Après les fabuleux Fils de Joie et L’enfer, voici ici notre troisième coup de cœur de l’album. Déclaration est le morceau féministe par excellence. Stromae dénonce ici les dangers du patriarcat, les négligences néfastes de la condition des femmes, et tous les préjugés qui ont la peau dure et persistent encore malgré une mentalité qui tend à évoluer. « C’est toujours mieux vu d’être un salaud qu’une salope » ou encore « Pardonne-moi, on n’nait pas misogyne, on le devient » sont des exemples de punchline particulièrement acerbes et tristement vraies que l’ont trouve dans ces paroles. La musique est lente, entêtante, avec des mélodies rappelant les gammes asiatiques. Encore une fois, on retrouve sur les refrains la présence de voix de tête, grosse nouveauté pour ce nouvel album.

 

Mauvaise journée

Avant dernier morceau de MultitudeMauvaise Journée se présente en diptyque avec le morceau suivant, Bonne Journée.
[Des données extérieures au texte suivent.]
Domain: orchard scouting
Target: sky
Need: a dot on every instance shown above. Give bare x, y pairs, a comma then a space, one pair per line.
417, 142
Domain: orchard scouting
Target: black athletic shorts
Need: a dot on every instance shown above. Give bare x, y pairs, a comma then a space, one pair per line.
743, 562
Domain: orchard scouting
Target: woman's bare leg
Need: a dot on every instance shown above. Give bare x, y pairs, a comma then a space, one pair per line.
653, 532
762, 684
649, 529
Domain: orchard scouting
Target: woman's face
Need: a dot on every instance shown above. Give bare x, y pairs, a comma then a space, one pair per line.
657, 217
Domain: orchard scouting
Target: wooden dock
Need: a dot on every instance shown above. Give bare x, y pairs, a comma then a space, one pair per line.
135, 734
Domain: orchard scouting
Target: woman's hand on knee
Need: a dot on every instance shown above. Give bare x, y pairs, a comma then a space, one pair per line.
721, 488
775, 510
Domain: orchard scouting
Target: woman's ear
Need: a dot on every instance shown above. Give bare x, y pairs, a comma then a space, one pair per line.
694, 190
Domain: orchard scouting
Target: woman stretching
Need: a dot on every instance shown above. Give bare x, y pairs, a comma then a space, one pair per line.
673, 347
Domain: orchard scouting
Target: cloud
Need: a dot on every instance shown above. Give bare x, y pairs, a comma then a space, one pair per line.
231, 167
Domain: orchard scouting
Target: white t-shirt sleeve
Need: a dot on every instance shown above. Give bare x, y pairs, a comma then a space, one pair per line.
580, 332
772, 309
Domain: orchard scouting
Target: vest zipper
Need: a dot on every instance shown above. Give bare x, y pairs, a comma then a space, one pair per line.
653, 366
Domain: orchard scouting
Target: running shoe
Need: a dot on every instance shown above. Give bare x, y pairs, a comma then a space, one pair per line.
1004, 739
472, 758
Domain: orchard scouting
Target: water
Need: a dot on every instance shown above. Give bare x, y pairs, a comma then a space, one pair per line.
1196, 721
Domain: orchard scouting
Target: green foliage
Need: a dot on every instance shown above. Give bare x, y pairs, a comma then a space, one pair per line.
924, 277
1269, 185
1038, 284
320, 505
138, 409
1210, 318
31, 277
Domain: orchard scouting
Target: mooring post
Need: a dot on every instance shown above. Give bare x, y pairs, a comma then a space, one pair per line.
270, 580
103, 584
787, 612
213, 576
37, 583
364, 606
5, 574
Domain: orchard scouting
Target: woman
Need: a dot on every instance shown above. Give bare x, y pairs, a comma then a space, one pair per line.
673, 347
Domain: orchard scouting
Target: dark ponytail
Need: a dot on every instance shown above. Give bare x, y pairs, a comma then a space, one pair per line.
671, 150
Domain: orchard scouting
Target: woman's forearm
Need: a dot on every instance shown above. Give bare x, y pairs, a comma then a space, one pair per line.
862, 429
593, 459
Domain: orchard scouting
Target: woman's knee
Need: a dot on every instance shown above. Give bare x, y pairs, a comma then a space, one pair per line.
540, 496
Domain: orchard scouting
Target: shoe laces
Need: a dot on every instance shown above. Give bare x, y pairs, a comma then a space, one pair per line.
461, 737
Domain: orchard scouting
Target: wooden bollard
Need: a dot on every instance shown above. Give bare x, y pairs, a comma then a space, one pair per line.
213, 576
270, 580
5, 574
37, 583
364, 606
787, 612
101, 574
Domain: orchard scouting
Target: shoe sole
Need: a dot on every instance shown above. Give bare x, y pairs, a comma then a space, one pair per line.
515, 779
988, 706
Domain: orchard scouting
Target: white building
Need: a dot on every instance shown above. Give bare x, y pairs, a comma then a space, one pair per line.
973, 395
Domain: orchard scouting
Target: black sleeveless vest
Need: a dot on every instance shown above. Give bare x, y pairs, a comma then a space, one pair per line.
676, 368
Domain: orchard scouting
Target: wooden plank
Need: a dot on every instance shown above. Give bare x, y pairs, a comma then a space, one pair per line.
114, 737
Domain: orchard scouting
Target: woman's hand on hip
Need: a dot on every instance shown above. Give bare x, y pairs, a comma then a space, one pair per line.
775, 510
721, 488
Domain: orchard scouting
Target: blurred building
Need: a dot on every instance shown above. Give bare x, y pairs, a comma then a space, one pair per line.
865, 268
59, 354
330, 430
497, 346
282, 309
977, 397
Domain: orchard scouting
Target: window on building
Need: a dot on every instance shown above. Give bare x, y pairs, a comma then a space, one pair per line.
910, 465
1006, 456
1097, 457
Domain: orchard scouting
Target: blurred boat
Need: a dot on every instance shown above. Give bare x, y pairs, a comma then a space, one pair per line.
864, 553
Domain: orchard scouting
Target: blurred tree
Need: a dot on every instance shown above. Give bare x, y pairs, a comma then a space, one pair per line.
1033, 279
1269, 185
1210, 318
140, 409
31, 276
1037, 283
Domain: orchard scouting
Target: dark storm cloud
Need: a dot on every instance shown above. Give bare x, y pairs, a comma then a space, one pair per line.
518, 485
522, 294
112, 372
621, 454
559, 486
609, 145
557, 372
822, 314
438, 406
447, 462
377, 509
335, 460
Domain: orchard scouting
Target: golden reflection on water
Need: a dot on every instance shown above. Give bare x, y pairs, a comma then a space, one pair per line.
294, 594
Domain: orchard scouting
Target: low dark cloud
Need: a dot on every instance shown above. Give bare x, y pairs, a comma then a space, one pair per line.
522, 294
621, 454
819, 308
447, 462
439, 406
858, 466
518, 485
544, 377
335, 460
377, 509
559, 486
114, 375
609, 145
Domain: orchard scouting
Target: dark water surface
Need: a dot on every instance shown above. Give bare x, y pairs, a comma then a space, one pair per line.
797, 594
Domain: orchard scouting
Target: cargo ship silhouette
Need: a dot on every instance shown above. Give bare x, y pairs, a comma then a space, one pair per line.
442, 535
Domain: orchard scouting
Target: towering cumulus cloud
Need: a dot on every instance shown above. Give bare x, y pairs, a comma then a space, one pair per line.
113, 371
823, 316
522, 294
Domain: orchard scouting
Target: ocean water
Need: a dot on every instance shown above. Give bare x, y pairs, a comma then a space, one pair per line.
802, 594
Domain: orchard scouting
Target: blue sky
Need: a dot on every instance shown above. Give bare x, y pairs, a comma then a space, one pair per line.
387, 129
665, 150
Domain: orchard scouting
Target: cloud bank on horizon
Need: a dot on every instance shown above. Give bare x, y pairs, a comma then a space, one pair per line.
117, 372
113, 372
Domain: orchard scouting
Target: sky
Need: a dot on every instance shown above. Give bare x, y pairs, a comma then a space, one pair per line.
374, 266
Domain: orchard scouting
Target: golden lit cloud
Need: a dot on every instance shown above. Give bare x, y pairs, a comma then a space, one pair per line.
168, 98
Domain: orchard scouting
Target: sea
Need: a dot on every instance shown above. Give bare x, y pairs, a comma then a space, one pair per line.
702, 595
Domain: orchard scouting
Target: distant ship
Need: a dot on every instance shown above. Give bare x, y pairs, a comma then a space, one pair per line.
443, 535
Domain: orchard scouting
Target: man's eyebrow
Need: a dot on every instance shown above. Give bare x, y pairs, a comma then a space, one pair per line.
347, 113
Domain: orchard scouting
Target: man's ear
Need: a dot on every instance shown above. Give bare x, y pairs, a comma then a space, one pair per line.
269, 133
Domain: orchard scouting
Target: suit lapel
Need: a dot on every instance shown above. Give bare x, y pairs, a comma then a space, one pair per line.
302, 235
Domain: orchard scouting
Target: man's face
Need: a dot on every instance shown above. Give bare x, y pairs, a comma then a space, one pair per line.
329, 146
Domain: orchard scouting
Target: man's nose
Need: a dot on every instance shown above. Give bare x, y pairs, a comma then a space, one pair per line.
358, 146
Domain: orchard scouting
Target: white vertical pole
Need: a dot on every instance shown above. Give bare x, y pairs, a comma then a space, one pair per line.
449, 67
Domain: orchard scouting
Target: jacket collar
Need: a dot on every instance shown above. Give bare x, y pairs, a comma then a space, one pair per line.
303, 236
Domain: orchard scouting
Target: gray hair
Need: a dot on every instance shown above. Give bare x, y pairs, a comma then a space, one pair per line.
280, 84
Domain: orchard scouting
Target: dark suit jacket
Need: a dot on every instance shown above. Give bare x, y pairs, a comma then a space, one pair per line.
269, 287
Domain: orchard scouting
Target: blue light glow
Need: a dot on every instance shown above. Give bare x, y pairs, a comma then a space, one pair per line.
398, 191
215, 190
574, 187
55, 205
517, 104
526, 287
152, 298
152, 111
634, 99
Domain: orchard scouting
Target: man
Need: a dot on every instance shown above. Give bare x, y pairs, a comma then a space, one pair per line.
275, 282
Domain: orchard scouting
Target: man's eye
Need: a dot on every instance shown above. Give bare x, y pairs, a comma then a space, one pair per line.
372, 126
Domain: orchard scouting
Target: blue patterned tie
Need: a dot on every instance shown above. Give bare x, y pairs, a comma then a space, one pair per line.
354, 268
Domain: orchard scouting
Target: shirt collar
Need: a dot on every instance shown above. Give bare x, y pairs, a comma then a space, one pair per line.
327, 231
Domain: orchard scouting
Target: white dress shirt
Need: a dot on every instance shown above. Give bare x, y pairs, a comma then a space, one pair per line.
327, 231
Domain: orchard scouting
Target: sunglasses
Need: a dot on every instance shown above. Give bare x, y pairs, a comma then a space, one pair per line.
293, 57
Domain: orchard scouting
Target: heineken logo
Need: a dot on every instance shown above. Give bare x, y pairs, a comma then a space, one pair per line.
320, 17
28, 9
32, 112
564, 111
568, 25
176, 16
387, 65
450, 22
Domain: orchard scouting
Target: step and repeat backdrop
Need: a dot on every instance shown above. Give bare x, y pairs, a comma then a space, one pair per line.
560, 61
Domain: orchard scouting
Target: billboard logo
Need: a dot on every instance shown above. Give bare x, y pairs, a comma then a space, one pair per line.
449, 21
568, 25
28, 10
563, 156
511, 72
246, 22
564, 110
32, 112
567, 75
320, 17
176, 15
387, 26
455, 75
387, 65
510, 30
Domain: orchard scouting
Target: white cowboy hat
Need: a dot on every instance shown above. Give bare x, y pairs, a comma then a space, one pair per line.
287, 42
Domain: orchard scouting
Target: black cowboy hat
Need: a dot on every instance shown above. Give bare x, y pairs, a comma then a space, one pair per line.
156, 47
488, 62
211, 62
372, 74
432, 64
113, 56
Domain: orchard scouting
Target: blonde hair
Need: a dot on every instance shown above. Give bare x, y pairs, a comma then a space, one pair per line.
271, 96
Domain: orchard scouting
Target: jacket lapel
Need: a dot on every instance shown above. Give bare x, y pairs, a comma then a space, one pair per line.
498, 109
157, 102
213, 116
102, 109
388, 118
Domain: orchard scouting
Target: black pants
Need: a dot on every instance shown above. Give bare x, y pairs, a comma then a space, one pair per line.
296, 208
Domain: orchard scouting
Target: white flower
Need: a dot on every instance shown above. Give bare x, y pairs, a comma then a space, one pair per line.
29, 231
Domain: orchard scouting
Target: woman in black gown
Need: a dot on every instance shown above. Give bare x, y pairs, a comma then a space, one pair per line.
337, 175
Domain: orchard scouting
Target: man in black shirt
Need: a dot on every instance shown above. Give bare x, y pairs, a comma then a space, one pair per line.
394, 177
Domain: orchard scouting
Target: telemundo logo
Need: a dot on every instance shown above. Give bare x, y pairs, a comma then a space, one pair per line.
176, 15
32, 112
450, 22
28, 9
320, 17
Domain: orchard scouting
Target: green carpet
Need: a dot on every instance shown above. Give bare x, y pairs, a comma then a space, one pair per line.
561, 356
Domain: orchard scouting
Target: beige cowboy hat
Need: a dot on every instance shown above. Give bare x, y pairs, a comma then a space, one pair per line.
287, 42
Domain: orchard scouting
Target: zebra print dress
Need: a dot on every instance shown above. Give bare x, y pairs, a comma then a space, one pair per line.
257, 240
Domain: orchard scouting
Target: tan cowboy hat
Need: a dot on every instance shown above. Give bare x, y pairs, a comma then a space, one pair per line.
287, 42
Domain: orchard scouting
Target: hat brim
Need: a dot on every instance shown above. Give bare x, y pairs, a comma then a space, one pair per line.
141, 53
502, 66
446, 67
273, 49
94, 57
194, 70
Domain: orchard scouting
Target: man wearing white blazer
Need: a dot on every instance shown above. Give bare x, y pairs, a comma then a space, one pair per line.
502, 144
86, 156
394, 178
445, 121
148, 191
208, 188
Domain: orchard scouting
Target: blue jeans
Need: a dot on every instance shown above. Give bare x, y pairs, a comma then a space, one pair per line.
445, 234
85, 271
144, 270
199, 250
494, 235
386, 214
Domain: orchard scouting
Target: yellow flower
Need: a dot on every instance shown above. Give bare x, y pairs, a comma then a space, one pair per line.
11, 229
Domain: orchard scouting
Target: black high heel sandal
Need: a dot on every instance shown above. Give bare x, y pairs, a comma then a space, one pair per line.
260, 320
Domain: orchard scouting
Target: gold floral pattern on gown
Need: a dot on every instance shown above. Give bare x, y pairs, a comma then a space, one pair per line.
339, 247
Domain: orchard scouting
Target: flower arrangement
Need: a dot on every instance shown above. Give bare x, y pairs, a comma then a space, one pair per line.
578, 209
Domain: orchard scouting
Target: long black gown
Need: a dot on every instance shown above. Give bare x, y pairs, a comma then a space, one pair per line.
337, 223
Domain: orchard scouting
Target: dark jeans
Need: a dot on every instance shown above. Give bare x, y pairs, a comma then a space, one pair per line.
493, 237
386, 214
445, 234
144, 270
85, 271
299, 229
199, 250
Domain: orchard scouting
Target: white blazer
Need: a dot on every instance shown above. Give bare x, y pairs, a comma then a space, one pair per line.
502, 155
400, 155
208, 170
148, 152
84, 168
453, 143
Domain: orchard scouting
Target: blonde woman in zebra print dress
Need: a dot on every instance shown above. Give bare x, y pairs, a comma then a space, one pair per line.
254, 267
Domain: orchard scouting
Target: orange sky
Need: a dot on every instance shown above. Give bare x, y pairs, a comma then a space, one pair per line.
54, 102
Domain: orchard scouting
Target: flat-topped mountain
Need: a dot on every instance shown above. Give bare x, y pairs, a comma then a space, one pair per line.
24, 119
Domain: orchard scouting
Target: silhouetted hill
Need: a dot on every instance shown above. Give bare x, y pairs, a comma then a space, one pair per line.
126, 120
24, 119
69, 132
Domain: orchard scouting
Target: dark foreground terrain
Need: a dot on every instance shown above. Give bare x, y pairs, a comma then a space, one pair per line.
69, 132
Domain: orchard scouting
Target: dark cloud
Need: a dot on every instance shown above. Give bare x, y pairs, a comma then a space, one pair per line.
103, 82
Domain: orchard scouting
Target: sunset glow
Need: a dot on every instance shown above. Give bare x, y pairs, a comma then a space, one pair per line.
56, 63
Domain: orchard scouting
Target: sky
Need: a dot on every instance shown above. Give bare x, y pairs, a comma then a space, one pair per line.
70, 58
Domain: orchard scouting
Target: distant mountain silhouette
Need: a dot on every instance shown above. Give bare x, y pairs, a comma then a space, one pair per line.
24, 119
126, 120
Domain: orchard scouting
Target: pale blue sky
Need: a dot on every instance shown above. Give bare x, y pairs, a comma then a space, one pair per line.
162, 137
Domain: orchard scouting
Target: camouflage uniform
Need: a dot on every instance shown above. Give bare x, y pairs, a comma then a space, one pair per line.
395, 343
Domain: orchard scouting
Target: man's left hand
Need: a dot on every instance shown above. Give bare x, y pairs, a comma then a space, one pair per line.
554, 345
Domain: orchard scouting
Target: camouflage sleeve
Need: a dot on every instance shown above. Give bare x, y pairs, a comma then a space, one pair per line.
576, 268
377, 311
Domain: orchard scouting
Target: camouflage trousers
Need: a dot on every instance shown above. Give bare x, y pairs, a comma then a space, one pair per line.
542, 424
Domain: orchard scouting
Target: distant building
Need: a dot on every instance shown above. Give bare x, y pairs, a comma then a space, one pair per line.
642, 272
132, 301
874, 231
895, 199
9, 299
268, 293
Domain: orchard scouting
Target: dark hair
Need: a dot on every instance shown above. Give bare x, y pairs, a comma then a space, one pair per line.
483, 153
On décrit au cours de ces deux morceaux l’ambivalence des épisodes dépressifs, avec des journées où on est au fond, et des journées où on est au top. Mauvaise Journée décrit donc le verre à moitié vide, quand tout va mal et qu’on ne veut plus rien faire. Stromae a fait le choix d’utiliser une section de cuivres pour ce morceau, ce qui rajoute de la lourdeur à son propos. Le morceau en ternaire avec un ostinato rythmique comprenant un passage en binaire rajoute une couche de lourdeur à cette chanson, qui donne l’impression de se traîner. Un bel exemple de composition musicale à l’image du propos des paroles.

 

Bonne journée

Par opposition à la chanson précédente, Bonne journée représente ici le verre à moitié plein, quand tout va bien et que tout nous réussi. Les paroles sont écrites tel un miroir des paroles de Mauvaise Journée. Les mêmes thématiques sont abordées dans le même ordre, mais de manière contraire. Le diptyque musical est une vision artistique très intéressante que je n’avais encore jamais rencontrée. On est ici sur une instru très trap, assez éloignée de ce que Stromae fait habituellement. Cependant, on reconnaît bien sa touche et la ligne directrice de l’album, puisqu’on retrouve de nombreux instruments du monde entier qui viennent ponctuer la chanson.

 

En conlusion

Stromae nous présente une multitude de choses dans son album qui porte bien son nom. Des instruments de musique venus des quatre coins du monde, des mélodies et rythmiques variées et originales, des textes toujours aussi engagés, tantôt drôles tantôt poignants. Cet album est un bijou de composition. Le maestro réussi le pari fou d’être à la fois là où on l’attendait mais aussi là où on ne l’attendait pas. Véritable artiste complet, Stromae n’a pas fini de nous surprendre. Et pour avoir eu la chance d’assister à son concert à l’Accor Arena fin février, nous pouvons d’ores et déjà vous dire que les concerts seront à la hauteur de cet album ! Chapeau le maestro !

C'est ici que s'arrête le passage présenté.